Supreme Court could dismiss Jack Smith from his special counsel appointment

 May 5, 2024

Supreme Court Justice Clarence Thomas appears to be open to the idea that special counsel Jack Smith's appointment was unconstitutional.

The Supreme Court is currently hearing arguments from former President Donald Trump's lawyers that Trump's alleged misconduct was covered by presidential immunity.

Furthermore, Trump's lawyers are arguing that Jack Smith's appointment as a special counsel is illegitimate on constitutional grounds.

During a hearing, Thomas asked Trump's attorney John Sauer, if “you, in this litigation, challenge the appointment of special counsel?”
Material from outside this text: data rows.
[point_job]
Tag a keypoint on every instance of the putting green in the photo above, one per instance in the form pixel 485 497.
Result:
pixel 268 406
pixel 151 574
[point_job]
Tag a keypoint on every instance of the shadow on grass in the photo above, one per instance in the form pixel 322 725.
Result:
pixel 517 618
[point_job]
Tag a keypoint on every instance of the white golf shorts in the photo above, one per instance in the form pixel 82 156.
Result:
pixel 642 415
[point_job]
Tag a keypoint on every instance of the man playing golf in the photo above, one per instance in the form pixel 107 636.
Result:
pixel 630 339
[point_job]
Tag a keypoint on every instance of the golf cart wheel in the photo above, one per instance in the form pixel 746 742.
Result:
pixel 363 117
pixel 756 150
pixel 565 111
Sauer responded by saying that they "have done so in the Southern District of Florida case, and we totally agree with the analysis provided by Attorney General Meese and Attorney General Mukasey.” Meese and Mukasey are former attorney generals who filed an amicus brief on Trump's behalf.

Smith Illegitimate

Thomas's inquiry makes it clear that he has read the brief and is considering the possibility that Smith's appointment violated the Constitution’s appointments clause.

If Thomas is asking these questions, it is very likely that the rest of the Supreme Court's bench will be considering these arguments as the case goes on.

The appointments clause states that the President "shall nominate, and by and with the Advice and Consent of the Senate, shall appoint Ambassadors, other public Ministers and Consuls, Judges of the Supreme Court, and all other Officers of the United States."

The clause continues "Congress may by Law vest the Appointment of such inferior Officers, as they think proper, in the President alone, in the Courts of Law, or in the Heads of Departments."

With that refresher, that means Smith has no legitimacy because he was not nominated by the president and confirmed by the Senate. He was appointed to his position by Attorney General Merrick Garland.

Smith was not a member of the Department of Justice either and was a private citizen, not a public servant confirmed by the Senate.

Game Over

It's clear that Smith's appointment was not conducted properly and violates the appointments clause.

This issue has been largely overlooked but that may quickly change now that Justice Thomas is asking tough questions that likely have Smith's team panicking.

The Supreme Court already appears poised to side with Trump's arguments that he has presidential immunity and Smith being disqualified from his position would be just an insult to injury at this point.